Foreclosure Network, an organization of mortgage law firms.
Some
states, such as California, are "non-recourse" and don't allow
deficiency judgments. But, even there, if the original loan was
refinanced, some or all of it may be subject to claims.
Deficiency
judgments on short sales and deeds-in-lieu can happen in many more
places. In these cases, extinguishing the debt is often a matter of
negotiating with the bank.
But even when lenders are willing,
many borrowers may not be aware that they have to ask for release. So,
if you are pursuing a short sale, be sure your attorney asks the bank
to release you from any further obligation.
"People shouldn't have a false sense of security that a deficiency judgment may not be later sought," Zaretsky said.
He
expects many will be filed over the next few years, based on the fact
that banks have sold many of these accounts to collection agencies and
other third parties, at discount.
"The parties who bought those notes wouldn't have paid money for them unless they had the intention of acting," Zaretsky said.
Ticking time bomb
What
can be scary is that the judgments don't have to be obtained
immediately. Lenders or collection agencies may wait until debtors have
recovered financially before they swoop in. In Florida, the bank can
wait up to five years to file. Once the court grants a judgment, the
lender has 20 years there to collect, with interest.
It doesn't
have to be a large amount of debt for a lender or collection agency to
come after borrowers. Richard Varno and his wife short sold their
Nashville home back in 2004 after he lost his job.

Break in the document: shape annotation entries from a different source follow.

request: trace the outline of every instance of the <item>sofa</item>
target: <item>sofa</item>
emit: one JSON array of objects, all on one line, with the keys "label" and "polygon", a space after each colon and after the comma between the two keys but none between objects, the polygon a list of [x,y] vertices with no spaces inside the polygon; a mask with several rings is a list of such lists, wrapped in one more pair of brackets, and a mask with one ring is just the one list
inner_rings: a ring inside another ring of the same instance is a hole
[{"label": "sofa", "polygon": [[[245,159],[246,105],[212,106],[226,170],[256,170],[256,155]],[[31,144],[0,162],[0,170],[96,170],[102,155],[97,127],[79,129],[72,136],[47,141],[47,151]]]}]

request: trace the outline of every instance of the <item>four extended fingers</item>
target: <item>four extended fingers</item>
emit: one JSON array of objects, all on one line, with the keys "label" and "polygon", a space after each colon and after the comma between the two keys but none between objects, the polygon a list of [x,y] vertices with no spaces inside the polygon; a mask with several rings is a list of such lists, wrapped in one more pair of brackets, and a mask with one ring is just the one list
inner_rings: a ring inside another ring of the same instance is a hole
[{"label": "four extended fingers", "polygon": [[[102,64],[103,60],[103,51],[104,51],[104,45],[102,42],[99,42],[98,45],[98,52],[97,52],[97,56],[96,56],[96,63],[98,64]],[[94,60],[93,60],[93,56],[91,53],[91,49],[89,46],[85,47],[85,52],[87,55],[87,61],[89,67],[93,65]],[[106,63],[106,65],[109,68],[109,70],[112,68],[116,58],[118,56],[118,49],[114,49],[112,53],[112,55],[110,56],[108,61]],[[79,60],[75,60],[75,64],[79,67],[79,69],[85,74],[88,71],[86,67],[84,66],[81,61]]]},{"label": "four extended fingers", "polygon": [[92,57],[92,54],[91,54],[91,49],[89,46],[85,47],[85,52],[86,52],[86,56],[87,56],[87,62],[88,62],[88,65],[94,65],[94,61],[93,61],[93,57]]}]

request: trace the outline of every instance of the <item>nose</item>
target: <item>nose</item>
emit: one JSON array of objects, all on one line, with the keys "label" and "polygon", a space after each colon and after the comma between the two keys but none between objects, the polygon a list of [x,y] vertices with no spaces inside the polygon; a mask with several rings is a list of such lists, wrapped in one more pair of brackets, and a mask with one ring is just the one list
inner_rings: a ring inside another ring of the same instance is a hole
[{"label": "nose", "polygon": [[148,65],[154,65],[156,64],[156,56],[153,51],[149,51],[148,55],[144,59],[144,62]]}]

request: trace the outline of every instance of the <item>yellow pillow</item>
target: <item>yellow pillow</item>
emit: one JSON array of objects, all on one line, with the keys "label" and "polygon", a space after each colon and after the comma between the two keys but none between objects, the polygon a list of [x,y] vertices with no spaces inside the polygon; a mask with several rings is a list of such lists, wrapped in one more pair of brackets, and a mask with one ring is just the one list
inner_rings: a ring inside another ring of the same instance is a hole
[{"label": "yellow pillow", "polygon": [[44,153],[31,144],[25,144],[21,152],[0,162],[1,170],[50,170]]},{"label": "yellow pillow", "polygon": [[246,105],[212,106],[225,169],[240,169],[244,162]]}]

It wasn't until 2008, when the second lien holder asked him for $25,000, that he realized he still was liable.
"I told them, 'Hey, you guys released the title,'" he said. "As far as I know, I'm off the hook."
He
wasn't. Releasing title does not necessarily end the debt. It's
complicated because of variations in state law, but, generally, a
mortgage has two parts: a pledge of collateral, represented by the
home, and a promise to pay off the loan.
Lenders may release
property liens in order to facilitate short sales without releasing
borrowers from their obligations to pay under the promissory notes. The
secured debt can convert to an unsecured one after the sale.
Zaretsky
had one client who was so relieved to have arranged a short sale that
he signed every paper his real estate agent shoved at him, even a
confession that clearly stated he still owed the debt.
"He had no
idea what he was doing," said Zaretsky. "All the lender had to do was
go to court to convert the confession into a deficiency judgment."
Lenders
are also very inconsistent. One of Zaretsky's short-sale clients was
ready, willing and able to pay, but the bank did not even ask; another
lender always reserves the right to pursue the deficiency.
Strategic defaults
Sometimes
lenders go after borrowers walking away from their homes if they have
other assets, according to Florida real estate attorney Larry
Tolchinsky.
"Banks are pulling credit reports to see if it's a
strategic default," he said. "If you're behind on all your other
payments, you're okay. But if you're not, they'll come after you."
If
borrowers have any doubts about their risks, they should seek legal
advice. Or, at least, call non-profit organizations such as
NeighborWorks for advice. According to Doug Robinson, a NeighborWorks
spokesman, its counselors always try to negotiate away deficiencies
when they facilitate short sales or deeds-in-lieu.
"We don't favor any short-sale contracts that leave any deficiency that can be pursued," he said.
Robinson
himself knows what can happen. He paid off a deficiency after his own
New Jersey house went through foreclosure 11 years ago.